Restoration or enhancement of ecosystems at a catchment scale offers a significant opportunity for climate adaptation that achieves a range of multiple benefits for people and nature. Given the pace of climate chance, we need to act now to restore nature to help us adapt to climate change. The report below provides the results of a combined analysis using integrated spatial data sets, desk research, expert opinion and stakeholder survey and interviews to identify proposed priority catchments in Scotland where nature restoration can deliver multiple benefits, including climate adaptation outcomes.

 

This report presents the findings of research undertaken by the James Hutton Institute and Verture between November 2024 and March 2025.  The conclusions reached are those of the research team and do not represent the views of NatureScot (who commissioned the research) and other agencies.

 

This work will be used to inform both the prioritisation of existing landscape scale nature restoration projects across Scotland and the development of new projects – helping to target the efforts of agencies at the catchments which can best support climate adaptation.

 

In Partnership with

Funded by

NatureScot are working with SEPA through the development of River Basin Management Plan 4 (RBMP4) to identify priority catchments.

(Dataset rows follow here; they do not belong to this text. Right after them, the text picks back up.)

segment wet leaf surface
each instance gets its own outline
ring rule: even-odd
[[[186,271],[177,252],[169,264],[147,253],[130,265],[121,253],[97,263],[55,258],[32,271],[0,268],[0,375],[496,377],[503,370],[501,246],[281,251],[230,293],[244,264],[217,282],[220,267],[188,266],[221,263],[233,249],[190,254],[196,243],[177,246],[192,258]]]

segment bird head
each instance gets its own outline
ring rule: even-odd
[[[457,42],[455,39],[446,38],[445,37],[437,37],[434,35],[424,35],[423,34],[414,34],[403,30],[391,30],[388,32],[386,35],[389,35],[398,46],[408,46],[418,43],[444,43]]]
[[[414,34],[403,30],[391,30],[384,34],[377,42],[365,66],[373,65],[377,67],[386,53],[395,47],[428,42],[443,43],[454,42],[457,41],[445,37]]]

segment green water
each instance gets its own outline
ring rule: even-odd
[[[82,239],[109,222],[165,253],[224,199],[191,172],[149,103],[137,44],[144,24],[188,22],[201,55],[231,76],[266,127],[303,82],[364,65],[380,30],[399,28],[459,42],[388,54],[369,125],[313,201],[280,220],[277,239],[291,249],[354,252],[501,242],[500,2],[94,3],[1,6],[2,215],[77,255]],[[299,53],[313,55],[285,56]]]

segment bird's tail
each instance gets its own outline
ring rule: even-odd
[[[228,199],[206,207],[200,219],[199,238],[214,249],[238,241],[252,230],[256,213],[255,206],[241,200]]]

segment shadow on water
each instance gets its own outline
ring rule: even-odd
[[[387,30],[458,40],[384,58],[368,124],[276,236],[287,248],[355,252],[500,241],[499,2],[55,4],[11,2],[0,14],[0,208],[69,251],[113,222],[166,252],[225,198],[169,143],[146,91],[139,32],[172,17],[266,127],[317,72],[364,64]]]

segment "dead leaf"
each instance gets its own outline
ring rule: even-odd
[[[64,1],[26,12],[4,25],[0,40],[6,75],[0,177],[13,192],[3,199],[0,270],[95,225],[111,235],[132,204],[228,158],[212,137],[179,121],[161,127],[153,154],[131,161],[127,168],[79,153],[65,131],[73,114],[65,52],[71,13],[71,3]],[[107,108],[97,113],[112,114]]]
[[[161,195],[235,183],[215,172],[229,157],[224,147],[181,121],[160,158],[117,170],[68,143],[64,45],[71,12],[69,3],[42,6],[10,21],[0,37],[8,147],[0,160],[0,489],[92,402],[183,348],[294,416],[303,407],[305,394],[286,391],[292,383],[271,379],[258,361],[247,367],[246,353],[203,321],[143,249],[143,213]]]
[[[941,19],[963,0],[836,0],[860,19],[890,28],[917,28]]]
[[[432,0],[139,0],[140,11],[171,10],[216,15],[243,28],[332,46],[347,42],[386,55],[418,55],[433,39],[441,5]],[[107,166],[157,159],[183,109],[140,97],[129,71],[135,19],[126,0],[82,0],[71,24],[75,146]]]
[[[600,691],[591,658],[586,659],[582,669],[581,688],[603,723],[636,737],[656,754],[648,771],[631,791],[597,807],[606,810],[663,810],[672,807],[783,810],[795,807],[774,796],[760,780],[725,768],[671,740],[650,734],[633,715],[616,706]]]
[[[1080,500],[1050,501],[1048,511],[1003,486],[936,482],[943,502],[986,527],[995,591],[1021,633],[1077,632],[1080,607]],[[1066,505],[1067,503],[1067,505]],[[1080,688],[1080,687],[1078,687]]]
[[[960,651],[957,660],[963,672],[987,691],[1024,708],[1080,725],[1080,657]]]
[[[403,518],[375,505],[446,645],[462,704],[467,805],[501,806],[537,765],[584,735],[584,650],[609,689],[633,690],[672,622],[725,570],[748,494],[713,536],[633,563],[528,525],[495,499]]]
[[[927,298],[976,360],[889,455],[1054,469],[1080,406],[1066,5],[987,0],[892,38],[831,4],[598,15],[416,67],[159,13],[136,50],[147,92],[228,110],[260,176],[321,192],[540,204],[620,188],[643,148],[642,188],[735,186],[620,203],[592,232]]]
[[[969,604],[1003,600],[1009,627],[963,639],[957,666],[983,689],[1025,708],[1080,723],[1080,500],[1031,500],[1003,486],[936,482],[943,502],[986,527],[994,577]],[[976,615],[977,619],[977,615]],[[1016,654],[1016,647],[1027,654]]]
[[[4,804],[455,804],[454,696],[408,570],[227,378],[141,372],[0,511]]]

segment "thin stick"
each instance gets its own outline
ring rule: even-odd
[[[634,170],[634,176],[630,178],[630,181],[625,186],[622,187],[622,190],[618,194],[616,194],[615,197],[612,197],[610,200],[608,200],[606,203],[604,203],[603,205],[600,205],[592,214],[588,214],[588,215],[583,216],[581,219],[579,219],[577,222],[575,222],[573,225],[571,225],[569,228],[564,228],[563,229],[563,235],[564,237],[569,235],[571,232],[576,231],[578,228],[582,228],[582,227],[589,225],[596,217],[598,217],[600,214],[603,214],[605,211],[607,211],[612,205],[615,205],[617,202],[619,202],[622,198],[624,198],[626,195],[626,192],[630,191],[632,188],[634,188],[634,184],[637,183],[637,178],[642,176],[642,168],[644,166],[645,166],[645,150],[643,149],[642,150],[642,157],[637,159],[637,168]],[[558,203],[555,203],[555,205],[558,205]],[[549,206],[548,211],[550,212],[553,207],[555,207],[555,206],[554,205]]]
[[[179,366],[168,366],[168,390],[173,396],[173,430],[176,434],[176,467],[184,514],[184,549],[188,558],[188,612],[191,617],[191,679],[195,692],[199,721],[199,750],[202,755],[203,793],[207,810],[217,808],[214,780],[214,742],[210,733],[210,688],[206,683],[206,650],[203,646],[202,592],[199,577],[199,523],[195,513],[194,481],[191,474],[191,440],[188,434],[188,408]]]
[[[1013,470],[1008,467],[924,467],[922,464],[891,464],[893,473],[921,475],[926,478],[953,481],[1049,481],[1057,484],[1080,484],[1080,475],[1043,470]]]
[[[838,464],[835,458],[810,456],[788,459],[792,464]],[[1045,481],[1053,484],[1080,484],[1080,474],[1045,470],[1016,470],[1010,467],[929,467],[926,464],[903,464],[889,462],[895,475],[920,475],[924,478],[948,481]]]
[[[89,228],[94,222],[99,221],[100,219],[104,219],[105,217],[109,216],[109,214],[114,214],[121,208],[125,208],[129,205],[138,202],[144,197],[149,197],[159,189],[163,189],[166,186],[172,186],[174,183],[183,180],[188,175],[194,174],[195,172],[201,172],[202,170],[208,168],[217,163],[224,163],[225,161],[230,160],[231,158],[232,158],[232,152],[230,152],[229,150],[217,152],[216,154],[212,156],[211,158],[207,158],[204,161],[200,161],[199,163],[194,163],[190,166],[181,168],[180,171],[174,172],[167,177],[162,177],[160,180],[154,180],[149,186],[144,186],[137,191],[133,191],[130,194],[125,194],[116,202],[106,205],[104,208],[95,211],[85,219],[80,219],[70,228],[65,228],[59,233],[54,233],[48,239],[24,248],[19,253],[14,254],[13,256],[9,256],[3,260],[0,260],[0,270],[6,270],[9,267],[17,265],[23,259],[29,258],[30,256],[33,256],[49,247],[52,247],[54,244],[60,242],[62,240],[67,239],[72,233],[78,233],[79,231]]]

More information on the development of RBMP4, including consultation timescales, is available here.

 

This research report will help to inform that work, but until priorities are identified and confirmed in RBMP4 (currently scheduled for December 2027) the catchments identified in this report have no formal status.  They are the proposed priorities identified by a research team, not the adopted priorities of NatureScot, SEPA and other agencies.